Ed Vulliamy y Helena Smith, en The Guardian. Traducción: VIENTO SUR
Foto: "Un día que cambió la historia: los cuerpos de manifestantes desarmados asesinados por la policía y el ejército británico el 3 de diciembre de 1944" ( Dmitri Kessel/Time & Life Pictures/Getty Images)

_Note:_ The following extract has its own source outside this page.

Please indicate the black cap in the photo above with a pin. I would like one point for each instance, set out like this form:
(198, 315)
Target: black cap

“Todavía puedo verlo con toda claridad, no he olvidado”, dice Títos Patríkios. “La policía de Atenas disparando sobre la multitud desde la azotea del parlamento en la plaza Syntagma. Hombres y mujeres jóvenes tendidos en charcos de sangre, todo el mundo corriendo escaleras abajo totalmente noqueados, presas de pánico.” Y luego llegó el momento decisivo: la temeridad de la juventud, la pasión de la fe en una justicia resplandeciente: “Me subí a la fuente en el centro de la plaza, esa que todavía está ahí, y comencé a gritar: ‘¡Camaradas, no os disperséis! ¡La victoria será nuestra! No huyáis. ¡Venceremos!’ […] “Yo estaba”, dice ahora, “profundamente convencido de que ganaríamos.” Pero ese día no hubo ninguna victoria; como tampoco hubo ninguna esperanza de que lo que había sucedido no cambiaría la historia de un país que una vez liberado del Reich de Adolfo Hitler apenas seis meses antes estaba abocado sin remedio a una cruenta guerra civil. Hasta ahora, a sus 86 años de edad, cuando Patríkios se ríe de sí mismo y consigo mismo de haber alcanzado esa edad, el poeta recuerda, escena tras escena, disparo tras disparo, lo que ocurrió en la plaza central de la vida política de Grecia en la mañana del 3 de diciembre de 1944.
La masacre
Ese fue el día, hace exactamente 70 años, en que el ejército británico, que seguía estando en guerra con Alemania, abrió fuego –y entregó armas a lugareños que habían colaborado con los nazis para que abrieran fuego– contra una multitud de civiles que se manifestaban en apoyo a los partisanos que habían sido los aliados de Gran Bretaña durante tres años. La muchedumbre llevaba banderas griegas, estadounidenses, británicas y soviéticas, y coreaba: “Viva Churchill, viva Roosevelt, viva Stalin” en apoyo a los que fueron aliados en tiempos de guerra. Veintiocho civiles, en su mayoría jóvenes muchachos y muchachas, cayeron muertos y hubo cientos de heridos. “Todos pensábamos que sería una manifestación como las otras”, recuerda Patríkios. “Lo de siempre. Nadie esperaba un baño de sangre.” La lógica británica era brutal y pérfida: el primer ministro, Winston Churchill, consideró que la influencia del Partido Comunista en el seno del movimiento de resistencia al que había apoyado durante la guerra –el Frente Nacional de Liberación, EAM– era mayor de lo que él había previsto, lo suficiente para hipotecar su plan de colocar de nuevo al rey de Grecia en el poder y mantener en jaque al comunismo. Así que invirtió las alianzas para apoyar a los seguidores de Hitler contra sus aliados de antes.